Mazerbourg S, Zapf J, Bar R S, Brigstock D R, Lalou C, Binoux M, Monget P
Station INRA de Physiologie de la Reproduction des Mammifères Domestiques, Nouzilly, France.
Endocrinology. 1999 Sep;140(9):4175-84. doi: 10.1210/endo.140.9.6979.
The regulation of insulin-like growth factor binding protein (IGFBP)-4 proteolytic degradation by insulin-like growth factors (IGFs) has been largely studied in vitro, but not in vivo. The aim of this study was to investigate the involvement of IGFs, IGFBP-2, IGFBP-3, and IGFBP-3 proteolytic fragments in the regulation of IGFBP-4 proteolytic activity in ovine ovarian follicles. Follicular fluid from preovulatory follicles contains proteolytic activity degrading exogenous IGFBP-4. The addition of an excess of IGF-I enhanced IGFBP-4 proteolytic degradation, whereas addition of IGFBP-2 or -3 or monoclonal antibodies against IGF-I and -II dose dependently inhibited IGFBP-4 proteolytic degradation. IGF-I and IGF-II, but not LongR3-IGF-I, reversed this inhibition in a dose-dependent manner. C-terminal, but not N-terminal, proteolytic fragments derived from IGFBP-3 (aa 161-264), as well as heparin-binding domain-containing peptides derived from the C-terminal domain of IGFBP-3 and -5 also induced the inhibition of IGFBP-4 proteolytic degradation. Other heparin-binding domain-containing peptides derived from the connective tissue growth factor (CTGF) and from proteins not related to IGFBP, heparan/heparin interacting protein (HIP) and vitronectin, but not from p36 subunit of annexin II tetramer, inhibited IGFBP-4 degradation. Furthermore, IGFBP-3, mutated on its heparin-binding domain, was not able to inhibit IGFBP-4 proteolytic degradation. So, in ovine preovulatory follicles, IGFBP-4 proteolytic degradation both 1) depends on IGFs, and 2) is inhibited by IGFBP-3 via its C-terminal heparin-binding domain as well as by heparin-binding domain containing peptides. These data suggest that in early atretic follicles, the increase in IGFBP-2 participates in the decrease in IGFBP-4 degradation. In late atretic follicles, the increase in the levels of C-terminal IGFBP-3 proteolytic fragments, generated by IGFBP-3 degradation, as well as the increase in IGFBP-5 expression would strengthen the inhibition of IGFBP-4 degradation. This inhibition might be partly mediated by direct interaction of IGFBP-4 proteinase(s) and heparin-binding domain within the C-terminal region from IGFBP-3 and -5.

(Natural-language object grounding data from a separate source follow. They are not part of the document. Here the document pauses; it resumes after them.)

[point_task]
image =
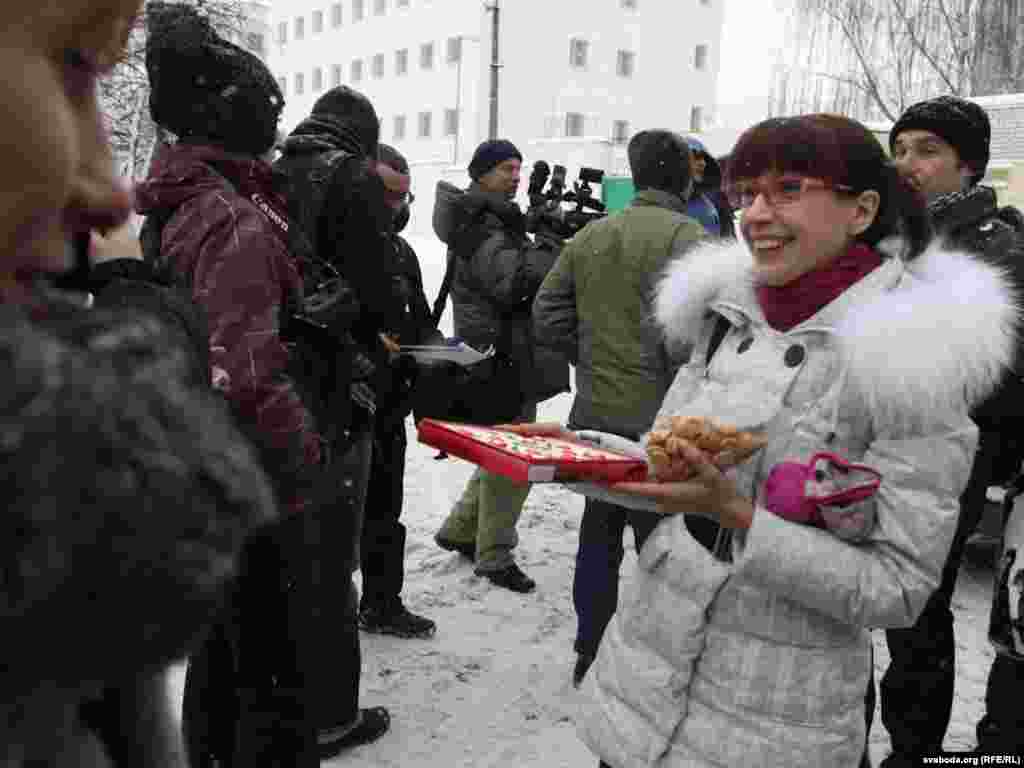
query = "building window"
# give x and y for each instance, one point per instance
(696, 119)
(578, 53)
(454, 49)
(700, 57)
(427, 56)
(626, 64)
(621, 131)
(255, 42)
(451, 122)
(573, 124)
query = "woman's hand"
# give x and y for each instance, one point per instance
(545, 429)
(120, 243)
(709, 492)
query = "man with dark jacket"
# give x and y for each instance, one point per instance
(337, 201)
(498, 269)
(409, 322)
(595, 306)
(708, 203)
(941, 146)
(254, 693)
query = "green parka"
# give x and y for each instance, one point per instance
(595, 307)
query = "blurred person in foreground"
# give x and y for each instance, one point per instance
(498, 269)
(595, 305)
(127, 491)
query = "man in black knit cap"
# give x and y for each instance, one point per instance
(497, 272)
(941, 147)
(256, 690)
(338, 202)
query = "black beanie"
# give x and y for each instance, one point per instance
(352, 116)
(659, 160)
(489, 155)
(203, 86)
(963, 124)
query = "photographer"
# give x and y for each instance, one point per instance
(497, 271)
(595, 305)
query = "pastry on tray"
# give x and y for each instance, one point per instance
(725, 445)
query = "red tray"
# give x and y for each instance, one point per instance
(530, 459)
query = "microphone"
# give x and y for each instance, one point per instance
(538, 178)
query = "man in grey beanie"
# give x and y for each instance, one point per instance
(497, 270)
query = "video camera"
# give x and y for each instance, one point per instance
(546, 206)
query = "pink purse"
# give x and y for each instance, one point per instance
(806, 492)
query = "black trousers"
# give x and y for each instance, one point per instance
(383, 547)
(248, 696)
(916, 690)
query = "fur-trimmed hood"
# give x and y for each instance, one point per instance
(915, 338)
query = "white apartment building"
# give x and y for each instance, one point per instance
(574, 69)
(578, 77)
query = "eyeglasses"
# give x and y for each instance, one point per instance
(781, 190)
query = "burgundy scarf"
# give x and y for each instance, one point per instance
(788, 305)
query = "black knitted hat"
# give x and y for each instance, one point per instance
(393, 159)
(489, 155)
(963, 124)
(205, 87)
(659, 160)
(352, 115)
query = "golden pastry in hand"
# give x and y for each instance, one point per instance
(725, 445)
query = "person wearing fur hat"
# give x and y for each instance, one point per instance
(594, 305)
(941, 146)
(127, 489)
(497, 272)
(218, 220)
(843, 330)
(410, 322)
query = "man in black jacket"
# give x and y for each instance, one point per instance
(498, 270)
(337, 201)
(409, 322)
(941, 146)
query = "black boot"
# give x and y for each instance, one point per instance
(395, 620)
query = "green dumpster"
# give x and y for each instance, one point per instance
(616, 193)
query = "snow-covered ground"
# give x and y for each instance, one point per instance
(493, 687)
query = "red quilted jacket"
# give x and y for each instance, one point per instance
(242, 273)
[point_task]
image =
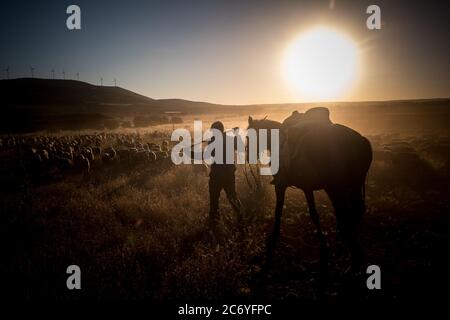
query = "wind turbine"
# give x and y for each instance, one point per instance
(7, 72)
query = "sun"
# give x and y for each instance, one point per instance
(320, 64)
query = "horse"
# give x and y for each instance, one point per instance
(317, 154)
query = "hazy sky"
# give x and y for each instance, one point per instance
(225, 51)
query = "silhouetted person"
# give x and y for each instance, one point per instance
(222, 176)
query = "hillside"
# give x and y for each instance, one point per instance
(29, 105)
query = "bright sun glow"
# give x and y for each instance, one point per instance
(320, 64)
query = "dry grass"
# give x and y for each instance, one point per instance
(140, 233)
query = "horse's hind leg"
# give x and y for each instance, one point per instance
(280, 191)
(315, 219)
(349, 207)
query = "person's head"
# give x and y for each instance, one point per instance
(218, 125)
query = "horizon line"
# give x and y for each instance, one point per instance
(238, 105)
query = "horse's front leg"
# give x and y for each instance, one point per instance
(273, 237)
(315, 219)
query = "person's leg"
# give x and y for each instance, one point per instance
(230, 190)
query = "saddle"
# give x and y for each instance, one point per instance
(293, 128)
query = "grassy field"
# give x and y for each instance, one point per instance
(140, 232)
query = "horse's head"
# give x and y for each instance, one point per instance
(263, 123)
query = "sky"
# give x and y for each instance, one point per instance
(227, 52)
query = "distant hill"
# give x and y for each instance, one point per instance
(30, 91)
(30, 104)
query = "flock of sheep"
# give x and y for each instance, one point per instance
(42, 154)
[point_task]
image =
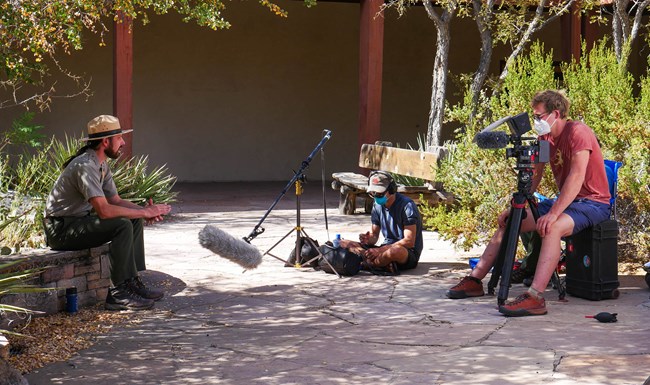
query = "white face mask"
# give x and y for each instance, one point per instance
(542, 127)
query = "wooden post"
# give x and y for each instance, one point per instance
(589, 31)
(571, 29)
(123, 79)
(371, 47)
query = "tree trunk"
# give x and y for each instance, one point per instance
(439, 86)
(483, 17)
(440, 66)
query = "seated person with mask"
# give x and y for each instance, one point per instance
(398, 219)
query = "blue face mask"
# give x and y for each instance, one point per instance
(381, 201)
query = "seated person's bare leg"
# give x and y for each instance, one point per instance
(388, 253)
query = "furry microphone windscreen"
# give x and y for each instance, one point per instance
(229, 247)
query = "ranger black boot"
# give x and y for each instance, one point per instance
(123, 297)
(140, 289)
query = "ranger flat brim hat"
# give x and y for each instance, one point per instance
(104, 126)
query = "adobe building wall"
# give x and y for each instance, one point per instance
(250, 103)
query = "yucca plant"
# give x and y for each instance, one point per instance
(24, 188)
(137, 185)
(14, 283)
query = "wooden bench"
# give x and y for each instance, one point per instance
(418, 164)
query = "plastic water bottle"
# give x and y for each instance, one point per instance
(71, 300)
(337, 241)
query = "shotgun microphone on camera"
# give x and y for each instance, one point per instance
(229, 247)
(492, 140)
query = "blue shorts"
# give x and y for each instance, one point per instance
(584, 212)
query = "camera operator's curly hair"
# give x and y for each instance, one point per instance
(552, 100)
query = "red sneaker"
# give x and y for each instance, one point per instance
(467, 287)
(524, 305)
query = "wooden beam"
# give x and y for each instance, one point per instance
(371, 48)
(123, 79)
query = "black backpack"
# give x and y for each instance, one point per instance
(307, 252)
(342, 260)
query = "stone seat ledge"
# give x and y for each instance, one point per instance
(87, 270)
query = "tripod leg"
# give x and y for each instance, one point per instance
(559, 284)
(498, 263)
(319, 256)
(511, 238)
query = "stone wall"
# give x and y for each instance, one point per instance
(88, 270)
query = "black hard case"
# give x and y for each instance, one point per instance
(592, 262)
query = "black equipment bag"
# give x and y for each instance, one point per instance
(342, 260)
(307, 252)
(592, 262)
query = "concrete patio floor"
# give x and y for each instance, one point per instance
(279, 325)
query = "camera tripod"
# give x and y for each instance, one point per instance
(298, 180)
(508, 248)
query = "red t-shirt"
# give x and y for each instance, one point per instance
(575, 137)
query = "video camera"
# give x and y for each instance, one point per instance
(526, 155)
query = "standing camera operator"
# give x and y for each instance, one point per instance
(578, 168)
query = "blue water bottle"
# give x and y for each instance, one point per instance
(71, 300)
(337, 241)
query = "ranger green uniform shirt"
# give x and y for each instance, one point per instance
(82, 179)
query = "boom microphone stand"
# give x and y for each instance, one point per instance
(298, 179)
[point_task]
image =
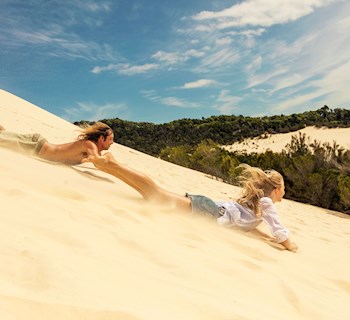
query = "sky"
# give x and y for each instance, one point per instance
(162, 60)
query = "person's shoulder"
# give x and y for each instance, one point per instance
(266, 202)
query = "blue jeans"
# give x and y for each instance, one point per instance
(203, 205)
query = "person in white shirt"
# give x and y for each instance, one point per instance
(92, 140)
(261, 189)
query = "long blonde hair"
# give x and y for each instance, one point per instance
(256, 184)
(94, 131)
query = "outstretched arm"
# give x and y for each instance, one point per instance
(139, 181)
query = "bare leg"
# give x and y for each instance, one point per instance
(140, 182)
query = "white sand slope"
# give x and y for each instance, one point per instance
(278, 142)
(79, 244)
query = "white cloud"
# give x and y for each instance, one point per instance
(261, 12)
(224, 41)
(219, 59)
(125, 68)
(168, 57)
(227, 103)
(93, 112)
(199, 84)
(169, 101)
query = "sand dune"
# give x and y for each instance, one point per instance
(76, 243)
(278, 142)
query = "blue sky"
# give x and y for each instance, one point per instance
(161, 60)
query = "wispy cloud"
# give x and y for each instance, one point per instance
(227, 103)
(168, 101)
(51, 32)
(260, 13)
(92, 112)
(199, 84)
(125, 68)
(171, 58)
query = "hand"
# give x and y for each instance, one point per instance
(293, 247)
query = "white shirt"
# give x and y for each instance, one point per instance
(244, 218)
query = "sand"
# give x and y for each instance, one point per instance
(76, 243)
(278, 142)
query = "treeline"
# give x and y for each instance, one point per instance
(152, 138)
(314, 173)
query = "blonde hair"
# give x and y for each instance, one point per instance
(94, 131)
(256, 184)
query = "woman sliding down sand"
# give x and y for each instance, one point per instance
(261, 189)
(92, 140)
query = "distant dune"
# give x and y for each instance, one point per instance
(278, 142)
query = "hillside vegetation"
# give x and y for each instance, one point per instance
(315, 173)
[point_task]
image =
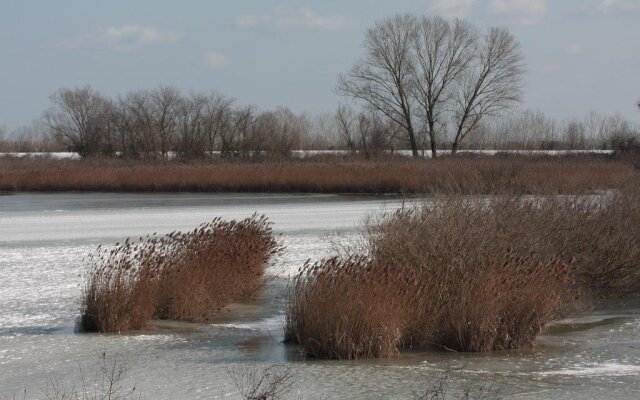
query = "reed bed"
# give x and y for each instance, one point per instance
(180, 276)
(464, 175)
(467, 274)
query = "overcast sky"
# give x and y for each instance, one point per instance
(582, 55)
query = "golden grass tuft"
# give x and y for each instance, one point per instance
(181, 276)
(458, 175)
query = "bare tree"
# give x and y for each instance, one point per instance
(443, 51)
(164, 104)
(345, 119)
(383, 77)
(217, 118)
(491, 85)
(78, 119)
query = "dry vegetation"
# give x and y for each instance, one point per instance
(181, 276)
(467, 274)
(464, 175)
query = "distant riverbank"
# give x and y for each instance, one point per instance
(323, 174)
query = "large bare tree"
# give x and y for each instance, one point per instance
(383, 77)
(444, 50)
(491, 85)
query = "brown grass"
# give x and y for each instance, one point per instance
(440, 276)
(181, 276)
(468, 274)
(471, 175)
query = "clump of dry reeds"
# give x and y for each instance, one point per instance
(444, 275)
(465, 175)
(183, 276)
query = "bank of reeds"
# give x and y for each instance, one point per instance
(180, 276)
(468, 274)
(460, 175)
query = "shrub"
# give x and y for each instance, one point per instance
(186, 276)
(443, 275)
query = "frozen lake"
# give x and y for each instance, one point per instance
(44, 237)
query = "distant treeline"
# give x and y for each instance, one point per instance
(155, 123)
(421, 84)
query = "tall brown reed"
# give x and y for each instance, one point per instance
(443, 275)
(458, 175)
(184, 276)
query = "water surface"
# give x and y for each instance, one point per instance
(44, 237)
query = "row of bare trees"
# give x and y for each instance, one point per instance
(533, 130)
(423, 83)
(163, 122)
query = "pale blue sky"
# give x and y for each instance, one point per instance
(582, 55)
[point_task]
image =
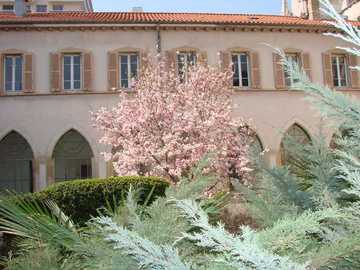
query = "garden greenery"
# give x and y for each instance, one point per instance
(307, 212)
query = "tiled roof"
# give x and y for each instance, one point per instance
(158, 17)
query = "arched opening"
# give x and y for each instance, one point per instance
(341, 134)
(295, 134)
(16, 163)
(256, 146)
(72, 157)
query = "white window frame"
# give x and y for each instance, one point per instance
(13, 82)
(297, 56)
(186, 62)
(72, 81)
(129, 78)
(41, 5)
(338, 56)
(57, 10)
(238, 55)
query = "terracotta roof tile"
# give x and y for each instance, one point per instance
(157, 17)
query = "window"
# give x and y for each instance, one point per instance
(294, 58)
(13, 66)
(72, 71)
(241, 69)
(339, 70)
(185, 60)
(41, 8)
(58, 8)
(8, 8)
(129, 64)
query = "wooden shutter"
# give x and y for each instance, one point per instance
(170, 58)
(327, 72)
(88, 72)
(354, 73)
(55, 72)
(113, 74)
(202, 58)
(2, 90)
(278, 72)
(28, 73)
(144, 62)
(255, 70)
(305, 61)
(225, 60)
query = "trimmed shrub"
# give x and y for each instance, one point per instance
(80, 199)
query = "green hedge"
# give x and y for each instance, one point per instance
(80, 199)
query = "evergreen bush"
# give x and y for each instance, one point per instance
(81, 199)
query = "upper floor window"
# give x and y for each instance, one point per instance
(8, 8)
(295, 59)
(72, 69)
(241, 69)
(57, 7)
(129, 64)
(184, 61)
(13, 72)
(339, 70)
(41, 8)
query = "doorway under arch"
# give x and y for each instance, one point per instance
(297, 134)
(72, 157)
(16, 163)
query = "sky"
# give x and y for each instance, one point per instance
(226, 6)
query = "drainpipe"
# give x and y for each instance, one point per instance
(158, 39)
(20, 7)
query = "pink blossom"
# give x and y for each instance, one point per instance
(164, 127)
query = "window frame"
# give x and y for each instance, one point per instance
(8, 10)
(72, 81)
(239, 54)
(41, 6)
(57, 5)
(13, 81)
(129, 78)
(187, 65)
(346, 66)
(288, 80)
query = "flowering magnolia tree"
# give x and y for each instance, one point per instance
(164, 127)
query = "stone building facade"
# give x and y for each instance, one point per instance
(58, 67)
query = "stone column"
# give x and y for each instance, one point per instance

胰岛素样生长因子(IGF)对胰岛素样生长因子结合蛋白(IGFBP)-4蛋白水解降解的调节作用在体外已得到广泛研究,但在体内尚未见报道。本研究旨在探讨IGF、IGFBP-2、IGFBP-3和IGFBP-3蛋白水解片段在绵羊卵巢卵泡中对IGFBP-4蛋白水解活性调节中的作用。排卵前卵泡的卵泡液含有降解外源性IGFBP-4的蛋白水解活性。添加过量的IGF-I可增强IGFBP-4的蛋白水解降解,而添加IGFBP-2或-3或抗IGF-I和-II的单克隆抗体则剂量依赖性地抑制IGFBP-4的蛋白水解降解。IGF-I和IGF-II,但不是长R3-IGF-I,以剂量依赖性方式逆转这种抑制作用。来自IGFBP-3(第161-264位氨基酸)的C末端而非N末端蛋白水解片段,以及来自IGFBP-3和-5 C末端结构域的含肝素结合结构域的肽也可诱导对IGFBP-4蛋白水解降解的抑制。来自结缔组织生长因子(CTGF)以及与IGFBP无关的蛋白质、硫酸乙酰肝素/肝素相互作用蛋白(HIP)和玻连蛋白的其他含肝素结合结构域的肽,但不是来自膜联蛋白II四聚体p36亚基的肽,可抑制IGFBP-4的降解。此外,在其肝素结合结构域发生突变的IGFBP-3不能抑制IGFBP-4的蛋白水解降解。因此,在绵羊排卵前卵泡中,IGFBP-4的蛋白水解降解:1)依赖于IGF;2)被IGFBP-3通过其C末端肝素结合结构域以及含肝素结合结构域的肽所抑制。这些数据表明,在早期闭锁卵泡中,IGFBP-2的增加参与了IGFBP-4降解的减少。在晚期闭锁卵泡中,由IGFBP-3降解产生的C末端IGFBP-3蛋白水解片段水平的增加以及IGFBP-5表达的增加将加强对IGFBP-4降解的抑制。这种抑制可能部分是由IGFBP-4蛋白酶与IGFBP-3和-5 C末端区域内的肝素结合结构域的直接相互作用介导的。